We found few associations between potential risk factors and mean scores of LUTS questionnaires. Patients with more than one kidney transplant presented ICIQ-SF mean score 7.6, while it was 1.05 for who had undergone only one (p< 0.010). The patients who hadn’t had CMV infection presented higher mean IPSS-score (11.6 x 6.5 – p=0.001) and OAB-V8 score (7.6 x 4.0 – p= 0.011) when compared with those with antecedent of CMV infection. Moreover, OAB-V8 score for alcoholics was 1.6, while for non-alcoholics was 7.0 (p<0.001). All of these results were confirmed in a multivariate analysis using regression tests.

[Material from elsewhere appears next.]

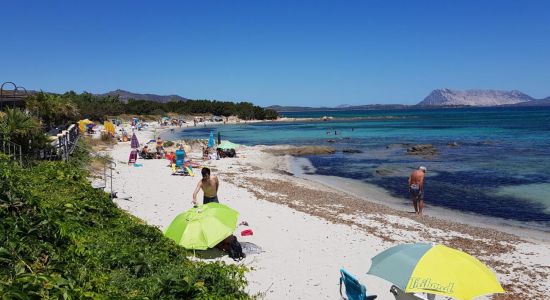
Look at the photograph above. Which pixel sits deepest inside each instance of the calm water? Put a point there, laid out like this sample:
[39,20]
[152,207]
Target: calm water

There were no differences in mean scores of LUTS questionnaires when compared two age range (< or > 40 years old), although we observed the highest scores among older patients (Figure 1).
Interpretation of results
Interpretation of results: We observed low mean scores of LUTS questionnaires. It can be attributed to the composition of the sample, as approximately 50% of participants are less than 40 years old. Moreover, the mean time after transplant was about 60 months. We would expect the closer to the date of procedure the more probable of presenting LUTS. As we observe in studies with general population, storage symptoms, specially nocturia, are more common than voiding’s. The lack of difference between age ranges as well as potential risk or protective factors need to be confirmed in studies with larger samples and perhaps enrolling more than one center. Even though we hypothesized that patients who have undergone multiples transplants could present more LUTS because of excessive surgical manipulation of urinary tract. On the other hand, patients who treated CMV infections presented less LUTS than who not. It could be related to many drugs used on those patients which could have some effect over the urinary tract. Finally, it was observed lower OAB mean scores in alcoholics patients, what could have to do with the fact that alcoholics was more common in men and with the fact that the number of patients in this group was low.